Lejos de la apreciación cuestionable de cierto sector de la crítica, que encuentra en el último opus de Pedro Amodóvar una obra que no logra conectar con el espectador y ser imperfecta y recorrer círculos sin salida, «Amarga Navidad», además de homenajear a muchos de los filmes de su legado, representa la obra más honesta de su realizador, la que lo expone con tal nivel de crudeza, que emociona encontrar el coraje que el manchego tuvo para poner de manifiesto sus limitaciones artísticas, su ausencia de reparo a la hora de inmiscuirse en la intimidad del otro por el solo hecho que su vida es nutritiva para la historia que se quiere contar.

En definitiva, este film representa un cuestionamiento sobre la creatividad, la inspiración, el talento, y son precisamente esas idas y vueltas que se detecten en la trama, las que aluden a los avances y retrocesos que se registran en todo proceso de creación.

Almodovar llegó a su madurez y, nuevamente, elige a su alter ego en la figura de Leonardo Sbaraglia pero, a diferencia de «Dolor y Gloria», no es su protagonista excluyente sino que interactúa y se sirve de los demás, de su fiel asistente a quien incluye en la historia, corporizado en un stripper, permitiéndose exteriorizar mayores emociones y gratitudes al personaje de ficción que a quien lo acompaña silenciosa y fielmente, en su vida real.

También utiliza la conflictiva historia de Mónica (Aitana Sánchez Gijon), su eterna amiga y confidente, para generar un switch en la narrativa de su guion, que no conducía a ningún lado.

Podemos también tomar a Bárbara Lennie como su alter ego femenino, que asume en la ficción muchos de los síntomas, deseos, temores y ansiedades, que el realizador expresa en su mundo diario.

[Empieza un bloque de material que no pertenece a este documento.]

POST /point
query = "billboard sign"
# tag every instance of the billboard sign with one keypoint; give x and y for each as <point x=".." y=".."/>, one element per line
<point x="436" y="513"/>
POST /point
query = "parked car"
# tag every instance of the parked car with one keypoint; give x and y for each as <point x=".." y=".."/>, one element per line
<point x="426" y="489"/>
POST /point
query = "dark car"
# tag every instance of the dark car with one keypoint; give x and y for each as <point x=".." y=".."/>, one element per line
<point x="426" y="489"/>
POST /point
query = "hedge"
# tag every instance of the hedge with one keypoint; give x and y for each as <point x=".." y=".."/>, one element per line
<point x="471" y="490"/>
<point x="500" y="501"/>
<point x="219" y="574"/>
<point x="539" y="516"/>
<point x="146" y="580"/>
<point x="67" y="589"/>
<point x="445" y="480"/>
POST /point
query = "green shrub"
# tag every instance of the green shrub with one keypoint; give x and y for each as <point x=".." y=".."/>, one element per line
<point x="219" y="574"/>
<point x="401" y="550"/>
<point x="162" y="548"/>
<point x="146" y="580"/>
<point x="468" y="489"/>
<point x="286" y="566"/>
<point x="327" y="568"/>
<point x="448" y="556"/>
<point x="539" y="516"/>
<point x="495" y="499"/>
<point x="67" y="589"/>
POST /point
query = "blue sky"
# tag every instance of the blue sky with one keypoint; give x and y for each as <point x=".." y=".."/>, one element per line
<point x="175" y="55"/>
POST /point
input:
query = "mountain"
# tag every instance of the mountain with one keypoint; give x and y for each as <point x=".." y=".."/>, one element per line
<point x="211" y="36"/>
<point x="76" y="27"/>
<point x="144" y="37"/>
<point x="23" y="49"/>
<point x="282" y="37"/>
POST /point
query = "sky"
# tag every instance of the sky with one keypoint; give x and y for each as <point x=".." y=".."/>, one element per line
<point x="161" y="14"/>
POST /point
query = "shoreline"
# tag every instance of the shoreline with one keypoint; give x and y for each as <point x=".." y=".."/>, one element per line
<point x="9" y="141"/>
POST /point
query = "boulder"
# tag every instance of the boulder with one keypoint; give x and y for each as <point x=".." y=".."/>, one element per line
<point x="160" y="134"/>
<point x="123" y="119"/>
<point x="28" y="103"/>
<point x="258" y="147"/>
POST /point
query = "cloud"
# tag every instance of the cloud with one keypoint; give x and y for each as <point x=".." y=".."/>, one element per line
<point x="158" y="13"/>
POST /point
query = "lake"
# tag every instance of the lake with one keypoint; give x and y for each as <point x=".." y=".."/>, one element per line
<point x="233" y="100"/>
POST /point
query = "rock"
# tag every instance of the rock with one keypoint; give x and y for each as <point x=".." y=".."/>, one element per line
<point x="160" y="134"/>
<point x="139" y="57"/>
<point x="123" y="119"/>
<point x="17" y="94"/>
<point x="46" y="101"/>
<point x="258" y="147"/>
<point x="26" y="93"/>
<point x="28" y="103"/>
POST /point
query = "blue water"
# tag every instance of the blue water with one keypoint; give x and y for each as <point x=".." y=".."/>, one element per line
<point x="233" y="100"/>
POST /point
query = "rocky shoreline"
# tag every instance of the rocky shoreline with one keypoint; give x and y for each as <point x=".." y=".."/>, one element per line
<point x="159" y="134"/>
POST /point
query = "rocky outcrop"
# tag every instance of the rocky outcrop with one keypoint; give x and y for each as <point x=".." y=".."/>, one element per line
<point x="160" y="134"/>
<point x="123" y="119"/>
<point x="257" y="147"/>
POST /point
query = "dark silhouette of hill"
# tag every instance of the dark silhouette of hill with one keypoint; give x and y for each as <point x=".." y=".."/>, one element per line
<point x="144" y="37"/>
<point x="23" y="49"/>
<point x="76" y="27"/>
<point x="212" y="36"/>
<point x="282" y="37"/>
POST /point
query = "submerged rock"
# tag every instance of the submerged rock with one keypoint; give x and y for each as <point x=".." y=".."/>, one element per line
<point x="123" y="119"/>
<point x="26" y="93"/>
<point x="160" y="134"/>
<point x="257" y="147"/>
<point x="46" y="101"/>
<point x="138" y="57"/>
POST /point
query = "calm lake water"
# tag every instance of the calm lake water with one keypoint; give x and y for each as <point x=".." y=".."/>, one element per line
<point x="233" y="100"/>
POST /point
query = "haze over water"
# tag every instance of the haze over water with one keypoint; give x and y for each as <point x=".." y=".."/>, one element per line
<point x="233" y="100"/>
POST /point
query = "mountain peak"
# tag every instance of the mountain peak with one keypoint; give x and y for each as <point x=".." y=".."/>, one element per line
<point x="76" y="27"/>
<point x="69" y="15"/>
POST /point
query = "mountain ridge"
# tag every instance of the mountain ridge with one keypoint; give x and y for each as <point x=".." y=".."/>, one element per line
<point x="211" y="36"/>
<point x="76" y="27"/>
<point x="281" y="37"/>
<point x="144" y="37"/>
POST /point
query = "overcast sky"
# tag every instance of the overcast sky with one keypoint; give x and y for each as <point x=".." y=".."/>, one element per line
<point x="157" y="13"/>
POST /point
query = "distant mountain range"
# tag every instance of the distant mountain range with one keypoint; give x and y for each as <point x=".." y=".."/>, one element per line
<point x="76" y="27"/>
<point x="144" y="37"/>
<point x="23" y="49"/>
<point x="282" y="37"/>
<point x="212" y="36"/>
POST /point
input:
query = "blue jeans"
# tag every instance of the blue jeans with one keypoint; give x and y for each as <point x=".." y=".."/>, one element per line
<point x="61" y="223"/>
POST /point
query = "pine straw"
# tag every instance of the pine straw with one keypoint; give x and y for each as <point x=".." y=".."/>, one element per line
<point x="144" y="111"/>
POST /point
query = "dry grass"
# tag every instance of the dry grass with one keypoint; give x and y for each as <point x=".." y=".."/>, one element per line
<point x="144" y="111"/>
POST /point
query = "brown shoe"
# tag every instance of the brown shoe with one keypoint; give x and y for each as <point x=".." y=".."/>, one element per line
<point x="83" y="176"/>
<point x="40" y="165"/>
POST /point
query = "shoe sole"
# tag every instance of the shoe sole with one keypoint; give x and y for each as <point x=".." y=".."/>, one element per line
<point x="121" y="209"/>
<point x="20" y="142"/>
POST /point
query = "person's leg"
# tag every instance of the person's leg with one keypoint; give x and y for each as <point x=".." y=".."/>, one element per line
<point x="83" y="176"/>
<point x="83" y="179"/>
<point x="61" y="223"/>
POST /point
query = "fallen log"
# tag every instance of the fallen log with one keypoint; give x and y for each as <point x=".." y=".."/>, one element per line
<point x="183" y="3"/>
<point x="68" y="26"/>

Y el mundo cinematográfico de este nuevo film se llena de sus criaturas, las que fue concibiendo una a una, tal vez como modo de elaborar su despegue antes de entregarlas definitivamente a su público. Por ello es que hay tantos puntos de contacto con «La Habitación de Al lado», y hasta podría pensarse que el lugar de descanso de la protagonista de hoy es el mismo que fue ya habitado por los seres de su película anterior.

Como siempre, la música no solo acompaña sino que viste, contiene y desafía a sus personajes, y Chavela Vargas subraya el dolor, la pérdida y la compañía.